Your right of possession as a citizen is radically tangential, but the possession of banks and multinational corporations is assumed to be legitimate even when it is obtained using dubious assets like stocks, derivatives and stocks. These mythical creatures create value by employing authority, media coverage and on occasion, the threat of force.
Yet, as unreal as these products may be, the system is set up so that they can be used by institutional investors as collateral to buy up the land that we use to grow food, to control the energy that we need to move, or to heat our homes, and to monopolize everything of value in the world through acts of black magic.
Armies of economics professors and business journalists line up to give this occult form of transsubstantiation a veneer of legitimacy.
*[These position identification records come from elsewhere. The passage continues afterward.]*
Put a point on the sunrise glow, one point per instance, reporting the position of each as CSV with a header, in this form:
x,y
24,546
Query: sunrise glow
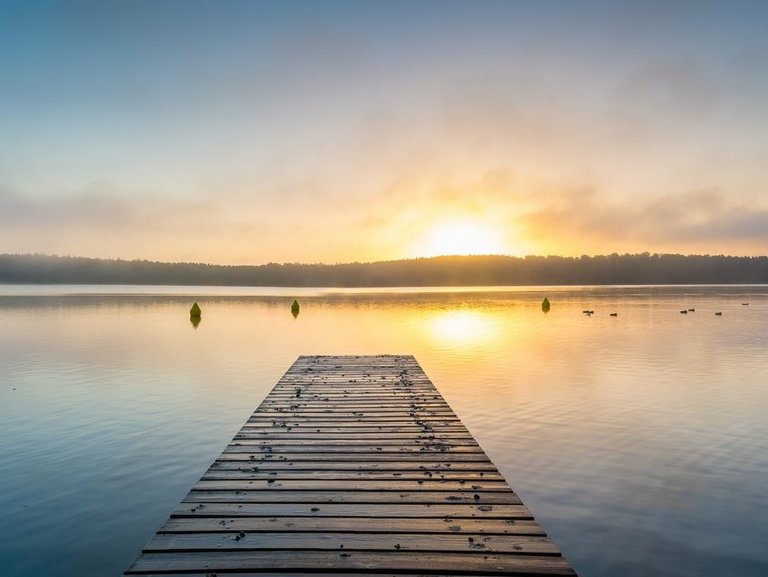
x,y
462,237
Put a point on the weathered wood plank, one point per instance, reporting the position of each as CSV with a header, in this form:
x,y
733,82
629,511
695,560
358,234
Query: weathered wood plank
x,y
294,541
388,483
365,497
395,560
352,465
369,510
428,525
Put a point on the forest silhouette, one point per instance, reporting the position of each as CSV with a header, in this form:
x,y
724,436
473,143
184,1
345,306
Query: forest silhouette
x,y
614,269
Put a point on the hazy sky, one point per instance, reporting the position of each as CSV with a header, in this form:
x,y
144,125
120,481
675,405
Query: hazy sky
x,y
248,132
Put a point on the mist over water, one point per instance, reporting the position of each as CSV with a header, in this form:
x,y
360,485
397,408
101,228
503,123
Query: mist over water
x,y
639,441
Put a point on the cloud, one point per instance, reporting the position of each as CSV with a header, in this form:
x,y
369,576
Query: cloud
x,y
704,220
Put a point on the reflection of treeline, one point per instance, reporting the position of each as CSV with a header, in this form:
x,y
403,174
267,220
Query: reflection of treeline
x,y
642,268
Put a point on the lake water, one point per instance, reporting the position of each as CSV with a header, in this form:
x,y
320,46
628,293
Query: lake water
x,y
639,441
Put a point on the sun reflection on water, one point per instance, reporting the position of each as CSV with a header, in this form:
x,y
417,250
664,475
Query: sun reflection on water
x,y
460,327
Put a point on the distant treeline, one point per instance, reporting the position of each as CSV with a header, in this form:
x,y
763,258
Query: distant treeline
x,y
611,269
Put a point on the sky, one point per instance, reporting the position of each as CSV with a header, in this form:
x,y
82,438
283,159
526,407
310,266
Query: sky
x,y
253,132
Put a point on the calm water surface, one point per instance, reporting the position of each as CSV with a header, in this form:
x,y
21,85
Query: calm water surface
x,y
639,441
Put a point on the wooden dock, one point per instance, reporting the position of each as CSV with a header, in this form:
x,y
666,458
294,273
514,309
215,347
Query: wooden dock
x,y
352,465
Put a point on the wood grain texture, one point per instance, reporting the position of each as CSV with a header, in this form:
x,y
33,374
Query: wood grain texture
x,y
352,465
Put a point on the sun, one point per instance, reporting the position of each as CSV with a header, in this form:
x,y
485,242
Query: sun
x,y
462,237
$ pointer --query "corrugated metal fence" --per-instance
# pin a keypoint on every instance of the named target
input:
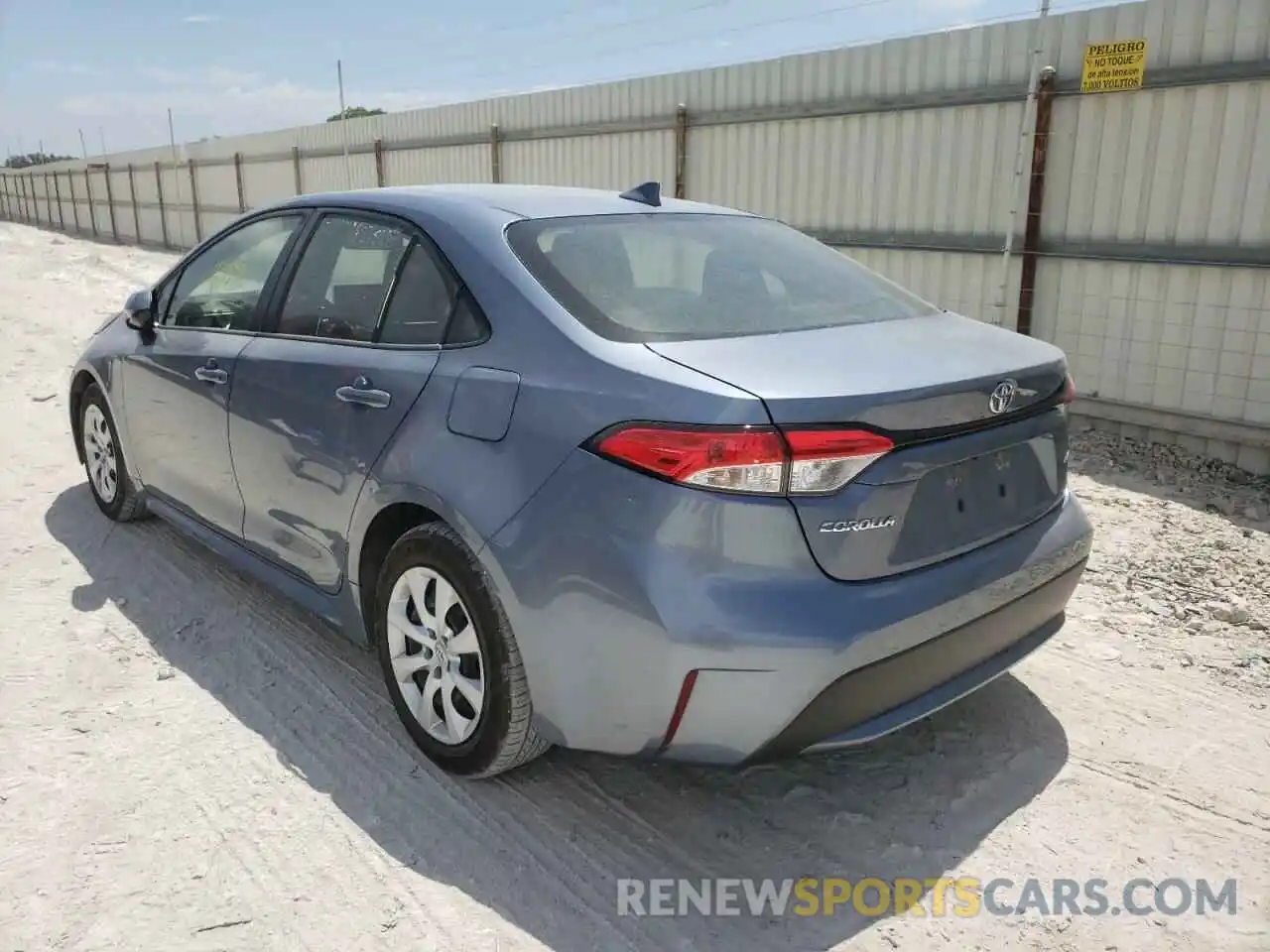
(1148, 258)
The primary job of experts in economics is to convince us that the stock market, Wall Street, represents the economy, and that the rise and fall of those stocks reflects our well being–not the profits of the rich.
But this Wall Street magic is not magic at all. They create inflation for the rest of us by devaluing the money in our bank accounts; They set up a series of financial crises for ordinary people that allows the rich to use the funny money pumped into the stock market by the Federal Reserve to buy up stock, or to buy up the real estate that the little people are forced to sell.
The trillions of dollars that the billionaires created in this massive Ponzi scheme called the stock market, along with trillions of dollars more produced by money laundering through the military, allows them, using their various holding companies, not only to take possession of real things like land and water, food and mineral resources, housing and transportation systems.
It also allows them to hire advertising firms, consulting groups, and politicians to redefine the nature of possession so that their power will be unlimited and we will be slowly reduced to slavery.
Possession is the true name of the game.
Our last stand
Sadly, the more brazen the grab for possession of everything grows, the more passive and confused the population becomes. The shifts are so dramatic, so overwhelming, that most are lost in the mad rush forward.
Following the fictions fed to them in the media, many see Warren Buffett or Elon Musk, not as criminals trying to destroy humanity, but as models of how one can grow wealthy and independent by being innovative. The enemy of humanity are painted as a concerned friends.
We have entered the critical period when the last traces of freedom and belonging are being swept into the ash bin of history. All that will be left will be possession by the few and the resulting slavery for the many.
Will we have the self-awareness and bravery to make a stand?